A little academia: in the book Goodman & Gilman's The Pharmacological Basis of Therapeutics (Hardman and Limbird, Eds., 2001), there is an entire Appendix dedicated to the "Principles of Prescription Order Writing and Patient Compliance". In it, authors Edwards and Roden stated the obvious: "The clear communication of a prescription order to other members of the healthcare team and to the patient is a vital step in drug therapy."

Regarding typing Prescriptions, the same authors wrote: "All prescriptions should be written in ink or typed ... as erasures on a prescription easily can lead to dispensing errors or diversion of controlled substances" (emphasis supplied).

I set out to write this blog post because earlier today, a patient of mine approached me for a prescription of Phenobarbital, an anti-epileptic drug. In summary, she needed a new Prescription for her previous one was already completely dispensed (Phenobarbital being a controlled substance, the local pharmacy is strict on counting the amount dispensed). After her consultation with me, I decided to give her a computerized Prescription for her medication.

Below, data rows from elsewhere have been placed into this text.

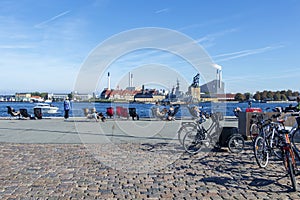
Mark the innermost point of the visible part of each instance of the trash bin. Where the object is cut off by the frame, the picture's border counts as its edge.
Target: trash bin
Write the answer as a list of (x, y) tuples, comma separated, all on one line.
[(110, 112), (225, 134), (245, 118), (85, 111), (38, 113)]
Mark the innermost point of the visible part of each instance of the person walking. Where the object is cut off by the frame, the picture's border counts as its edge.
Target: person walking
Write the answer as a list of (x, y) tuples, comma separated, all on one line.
[(67, 107)]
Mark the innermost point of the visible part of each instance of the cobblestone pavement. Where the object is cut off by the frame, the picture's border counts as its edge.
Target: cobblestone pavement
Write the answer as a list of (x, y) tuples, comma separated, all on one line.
[(70, 171)]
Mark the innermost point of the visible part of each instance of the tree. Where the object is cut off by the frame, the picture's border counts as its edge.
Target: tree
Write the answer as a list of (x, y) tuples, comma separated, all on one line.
[(263, 95), (289, 93), (239, 97), (257, 96), (277, 96), (270, 95), (283, 97), (247, 95)]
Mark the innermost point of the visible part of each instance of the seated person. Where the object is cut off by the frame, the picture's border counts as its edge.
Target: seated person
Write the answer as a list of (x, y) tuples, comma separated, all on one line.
[(12, 112), (172, 112), (236, 111), (160, 114), (95, 115), (101, 116)]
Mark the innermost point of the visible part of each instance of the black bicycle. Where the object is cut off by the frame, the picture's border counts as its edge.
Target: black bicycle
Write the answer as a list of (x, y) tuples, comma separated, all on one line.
[(197, 137)]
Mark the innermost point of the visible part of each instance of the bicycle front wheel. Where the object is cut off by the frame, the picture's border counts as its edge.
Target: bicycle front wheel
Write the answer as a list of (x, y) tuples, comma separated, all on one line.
[(261, 152), (236, 143), (193, 141), (290, 168)]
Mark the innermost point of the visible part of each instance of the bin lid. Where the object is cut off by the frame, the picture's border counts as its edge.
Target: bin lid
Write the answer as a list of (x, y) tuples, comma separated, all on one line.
[(253, 110)]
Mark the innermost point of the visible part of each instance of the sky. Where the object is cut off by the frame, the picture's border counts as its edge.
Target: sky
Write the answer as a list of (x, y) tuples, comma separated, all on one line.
[(45, 44)]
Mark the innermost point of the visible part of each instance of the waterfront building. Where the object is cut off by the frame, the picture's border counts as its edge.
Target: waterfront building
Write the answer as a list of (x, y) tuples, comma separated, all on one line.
[(23, 96), (213, 87)]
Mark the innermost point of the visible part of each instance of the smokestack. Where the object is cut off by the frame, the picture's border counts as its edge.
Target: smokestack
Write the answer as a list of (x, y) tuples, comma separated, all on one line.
[(108, 81), (129, 80)]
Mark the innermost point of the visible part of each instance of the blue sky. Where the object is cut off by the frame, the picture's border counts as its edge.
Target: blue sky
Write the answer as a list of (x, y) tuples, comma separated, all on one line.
[(43, 44)]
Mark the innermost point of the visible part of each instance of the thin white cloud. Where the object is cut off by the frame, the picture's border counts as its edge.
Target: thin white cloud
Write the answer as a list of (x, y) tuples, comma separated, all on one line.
[(162, 10), (42, 24), (16, 47), (239, 54)]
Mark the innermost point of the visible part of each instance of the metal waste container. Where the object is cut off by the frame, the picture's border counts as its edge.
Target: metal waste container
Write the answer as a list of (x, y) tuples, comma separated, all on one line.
[(38, 113), (245, 120)]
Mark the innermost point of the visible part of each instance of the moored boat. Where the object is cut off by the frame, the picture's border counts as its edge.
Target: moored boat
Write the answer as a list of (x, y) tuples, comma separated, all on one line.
[(46, 108)]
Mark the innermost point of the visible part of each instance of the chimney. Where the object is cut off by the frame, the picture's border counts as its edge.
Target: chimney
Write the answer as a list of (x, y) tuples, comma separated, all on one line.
[(108, 81), (131, 80)]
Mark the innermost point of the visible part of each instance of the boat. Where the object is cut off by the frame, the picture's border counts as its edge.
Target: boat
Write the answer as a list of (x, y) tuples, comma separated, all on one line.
[(46, 108)]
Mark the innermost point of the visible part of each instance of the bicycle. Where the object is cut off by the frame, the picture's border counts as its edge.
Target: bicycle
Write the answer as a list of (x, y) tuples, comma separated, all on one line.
[(268, 141), (191, 126), (288, 149), (198, 137), (289, 153)]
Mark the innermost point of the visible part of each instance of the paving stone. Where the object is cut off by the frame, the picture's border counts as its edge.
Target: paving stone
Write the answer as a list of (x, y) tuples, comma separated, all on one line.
[(55, 171)]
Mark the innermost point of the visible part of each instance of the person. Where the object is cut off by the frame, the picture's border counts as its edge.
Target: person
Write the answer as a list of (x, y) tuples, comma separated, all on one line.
[(237, 111), (157, 113), (297, 107), (67, 107), (172, 112), (101, 116)]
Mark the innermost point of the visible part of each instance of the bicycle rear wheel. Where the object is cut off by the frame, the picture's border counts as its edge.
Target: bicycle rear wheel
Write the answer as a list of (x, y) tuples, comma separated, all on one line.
[(261, 152), (254, 131), (296, 139), (185, 128), (236, 143), (290, 168), (193, 141), (277, 146)]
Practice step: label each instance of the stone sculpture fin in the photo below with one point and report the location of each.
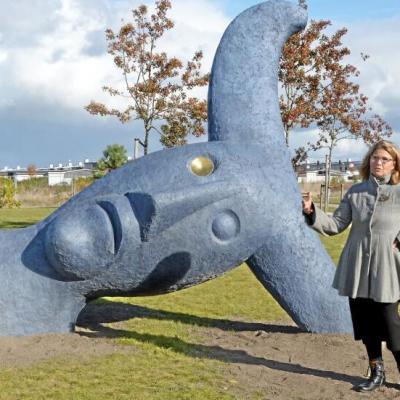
(243, 93)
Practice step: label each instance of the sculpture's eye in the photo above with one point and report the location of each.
(202, 166)
(226, 225)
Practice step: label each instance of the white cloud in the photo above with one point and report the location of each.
(379, 78)
(56, 67)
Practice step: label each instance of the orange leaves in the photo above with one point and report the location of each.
(156, 87)
(318, 89)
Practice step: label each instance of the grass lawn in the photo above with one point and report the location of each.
(169, 359)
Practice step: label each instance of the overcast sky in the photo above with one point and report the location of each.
(53, 62)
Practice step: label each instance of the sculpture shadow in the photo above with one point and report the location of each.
(219, 353)
(94, 314)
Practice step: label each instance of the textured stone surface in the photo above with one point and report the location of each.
(173, 219)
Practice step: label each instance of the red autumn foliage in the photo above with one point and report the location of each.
(319, 89)
(156, 87)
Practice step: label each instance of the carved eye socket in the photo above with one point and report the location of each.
(202, 166)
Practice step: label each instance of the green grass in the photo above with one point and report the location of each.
(169, 357)
(22, 217)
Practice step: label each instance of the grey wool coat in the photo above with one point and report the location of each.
(369, 265)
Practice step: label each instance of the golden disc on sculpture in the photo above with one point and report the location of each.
(202, 166)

A few minutes later, I received a phone call from the local pharmacy, verifying if I indeed wrote the Prescription. I appreciate the fact that they do conduct such verification, for the drug in question is a controlled substance. However, what perplexed me was when the pharmacist/pharmacy assistant mentioned that his basis for verification was not the drug per se, but the fact that the Prescription was computerized.

As I earlier pointed out, the textbooks are quite clear that Prescriptions should either be written in ink, or typed. Is a computerized Prescription not better than a handwritten one in terms of medical errors avoided, and eye strain? My handwriting is the classic so-called "doctor's handwriting" - not so clear. Again it was nice of them to call, but I think pharmacists/pharmacy assistants should be oriented that so long as a computerized/typewritten Prescription bears the handwritten signature of the physician, it should be accepted.